Wagner has another project in the works that similarly seems tailor-made for military use: He, a University of Delaware colleague and a student are investigating a chemical-polymer technology that allows material to self mend.
"If you get a cut or a puncture, the material would heal itself the same way that biological systems respond to skin wounds,” Wagner said.
While Wagner said the price for his Shear Thickening Fluid is relatively low and on par with “commercial costs,” this is the age of federal sequestration. At Special Operations Command, the innovators are taking lean times to heart.
“The challenge is two-fold: one, the collection of items called TALOS and, two, reinventing the next-generation business-acquisition model that let’s us quickly and cheaply attract those technologies to help the guys,” Geurts said.
Special Ops wants to tap the best ideas and the newest technologies — where ever they may be — allowing the command to collaborate with “non-traditional suppliers.” That is far different from picking a large contractor and paying big bucks to complete a project.

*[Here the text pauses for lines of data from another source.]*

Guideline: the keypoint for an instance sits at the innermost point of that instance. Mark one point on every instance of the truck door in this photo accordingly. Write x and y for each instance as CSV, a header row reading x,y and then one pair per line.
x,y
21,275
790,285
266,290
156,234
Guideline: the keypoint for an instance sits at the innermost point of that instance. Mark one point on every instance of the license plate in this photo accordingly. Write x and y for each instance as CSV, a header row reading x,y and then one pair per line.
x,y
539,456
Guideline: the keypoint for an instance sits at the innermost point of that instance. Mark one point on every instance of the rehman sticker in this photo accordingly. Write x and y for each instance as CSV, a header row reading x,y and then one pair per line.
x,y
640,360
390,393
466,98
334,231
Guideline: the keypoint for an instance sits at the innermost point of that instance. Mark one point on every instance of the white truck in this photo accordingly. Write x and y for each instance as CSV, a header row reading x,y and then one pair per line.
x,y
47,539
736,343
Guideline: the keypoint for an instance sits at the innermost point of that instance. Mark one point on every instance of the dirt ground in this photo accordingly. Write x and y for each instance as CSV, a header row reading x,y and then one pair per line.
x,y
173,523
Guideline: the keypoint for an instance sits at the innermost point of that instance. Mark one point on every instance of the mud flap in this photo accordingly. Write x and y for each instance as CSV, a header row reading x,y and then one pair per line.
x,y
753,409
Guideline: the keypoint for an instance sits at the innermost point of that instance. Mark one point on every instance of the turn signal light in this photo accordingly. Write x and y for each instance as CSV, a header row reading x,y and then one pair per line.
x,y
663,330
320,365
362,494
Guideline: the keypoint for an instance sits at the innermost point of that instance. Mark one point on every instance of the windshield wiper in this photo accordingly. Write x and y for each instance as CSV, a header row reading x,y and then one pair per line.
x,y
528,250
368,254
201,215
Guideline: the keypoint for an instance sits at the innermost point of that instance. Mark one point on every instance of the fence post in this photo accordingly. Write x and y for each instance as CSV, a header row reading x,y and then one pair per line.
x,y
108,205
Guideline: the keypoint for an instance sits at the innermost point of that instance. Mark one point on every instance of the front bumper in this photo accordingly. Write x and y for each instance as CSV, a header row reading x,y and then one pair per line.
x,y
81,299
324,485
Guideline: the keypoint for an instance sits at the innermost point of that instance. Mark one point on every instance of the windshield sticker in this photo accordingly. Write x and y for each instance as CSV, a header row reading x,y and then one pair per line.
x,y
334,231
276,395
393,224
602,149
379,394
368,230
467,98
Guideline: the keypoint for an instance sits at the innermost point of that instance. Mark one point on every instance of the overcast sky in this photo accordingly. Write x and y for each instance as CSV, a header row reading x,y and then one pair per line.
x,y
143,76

Military leaders acknowledge they have learned hard lessons in bolstering body protection and other battlefield gear for troops during 12 years of war, leading to better equipment already in place. But as the next phase of upgrades rolls from concept to the laboratory to the production line, they will be quickly installed in the field. The re-outfitting of troops in soldier suits 2.0 is not a distant theory, Geurts said.
"We're creating the environment where we can continue to improve and improve and improve," he said. "And if I can do something in two weeks that helps the guys, then that’s two weeks better than what I can give them today."